How long are we going to ignore our children and grandchildren and shortchange our their futures? How long are we going to ignore the business community who is clamoring for an educated workforce? How long are we going to continue to spend more per prisoner than we do per pupil? Do we really believe that our dismal education record, crumbling infrastructure, hard-right policies, and bulging prisons are attractive to big corporations who might be enticed to move here?

We need to stop this race to the bottom. It’s not good for our children,  for our families, for our community, or for the future of our state. In addition, we should take a broader view of education and include adult literacy when we talk about childhood success. If we teach the parents and grandparents English, they can help their children and they can qualify for better jobs.

To improve reading among young children and to help build successful families and communities, I recommend:

  • Subsidized preschool and daycare
  • Full day kindergarten
  • Fully funded public education system (not the bad deal we got with Prop 123)
  • Librarians and reading tutors in the schools
  • Free literacy training for adults
  • Fully funded Head Start (national agenda item).

For our children’s and our grandchildren’s sake, we must take control of our state. Starving our educational system in order to provide billions in corporate welfare is short-sighted at best. It’s time for common sense in the Arizona Legislature– not ideology.

Cross-posted from PowersForThePeople.net

3 thoughts on “Parents & Children Need Help: Let’s Take a Broader View of Education (video)”

  1. The Early Childhood Longitudinal Study has to qualify as the most powerful education study ever done. They spent $140 million just collecting the data and they separated the data collection from analysis. Many more millions have been spent analyzing it. They randomly selected 20,000 students at the county, school and classroom level. They measured them cognitively and emotionally from their view, their parents view and the teachers view from the start of kindergarten to the end of 8th grade.

    At the end of 8th grade, full day kindergartners were .1 standard deviations behind half day kindergartners after starting a razor thin slice ahead at the beginning of kindergarten.

    The outcome and analysis shows the complexity of education policy and culture.

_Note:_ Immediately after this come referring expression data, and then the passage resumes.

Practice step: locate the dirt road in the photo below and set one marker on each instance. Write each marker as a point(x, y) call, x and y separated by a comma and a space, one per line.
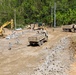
point(22, 58)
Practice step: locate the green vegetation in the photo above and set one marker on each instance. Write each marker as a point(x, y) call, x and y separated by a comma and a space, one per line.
point(33, 11)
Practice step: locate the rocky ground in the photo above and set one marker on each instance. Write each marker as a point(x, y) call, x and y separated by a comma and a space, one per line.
point(54, 57)
point(58, 59)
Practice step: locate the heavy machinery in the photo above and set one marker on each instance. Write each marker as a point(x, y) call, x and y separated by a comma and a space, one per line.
point(69, 28)
point(38, 38)
point(4, 25)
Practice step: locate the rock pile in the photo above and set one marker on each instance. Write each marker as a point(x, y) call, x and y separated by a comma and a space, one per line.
point(57, 61)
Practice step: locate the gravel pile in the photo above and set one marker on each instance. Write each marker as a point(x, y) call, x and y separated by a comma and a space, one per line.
point(57, 61)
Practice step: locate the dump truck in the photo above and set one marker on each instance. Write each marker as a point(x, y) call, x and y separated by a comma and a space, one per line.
point(38, 38)
point(69, 28)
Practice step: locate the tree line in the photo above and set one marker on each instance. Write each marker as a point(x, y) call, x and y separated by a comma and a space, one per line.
point(35, 11)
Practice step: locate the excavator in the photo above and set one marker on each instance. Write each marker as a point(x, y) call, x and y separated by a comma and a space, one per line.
point(4, 25)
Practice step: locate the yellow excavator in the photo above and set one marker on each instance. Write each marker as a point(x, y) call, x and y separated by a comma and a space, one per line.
point(4, 25)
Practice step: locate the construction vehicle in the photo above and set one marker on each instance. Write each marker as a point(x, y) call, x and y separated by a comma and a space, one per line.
point(69, 28)
point(38, 38)
point(4, 25)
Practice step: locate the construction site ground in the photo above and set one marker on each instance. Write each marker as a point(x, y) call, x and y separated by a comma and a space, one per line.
point(23, 59)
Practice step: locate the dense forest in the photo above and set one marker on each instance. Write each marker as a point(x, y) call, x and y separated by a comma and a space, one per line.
point(35, 11)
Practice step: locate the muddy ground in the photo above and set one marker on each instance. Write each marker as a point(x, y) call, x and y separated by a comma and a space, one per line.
point(55, 57)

    At the end of kindergarten, full day students were a chunk ahead of half day students but had lost ground on measures of motivation, pro-social behavior and antisocial behavior.

    Full day kindergartners lost ground to half day kindergartners every year after kindergarten. They were tied cognitively at the end of third grade, all the gains were gone.

    There appears to be systemic emotional damage and the damage appears to be permanent.

    A similar study was done in California for preschool students with a much smaller sample size (600 students) and found similar results.

    These issues were never acknowledged and were simply buried by education culture.

    The Ford and Rockefeller foundations gave RAND a ten million dollar grant to analyze the results through 5th grade. You can find the analysis on their web site.

    The analysis through 8th grade was done by the Institute for Education sciences. I don’t believe they ever published it. Too uncomfortable. Took me three weeks and a crowbar to get it out of them.

    • Longitudinal studies are the most powerful of all research methodologies. However, correlation does not equal causation. One theory is that taking the child away from the mother at such a young age has a negative emotional effect on the child. Other possibilities also exist. But either way, the study argues against All-Day K.

  2. FYI – ESL students are not left back for reading deficiencies in the 3rd. grade. In fact, when the dust settles, hardly anyone will be left back.

    Also, you forgot parents in you list of resources.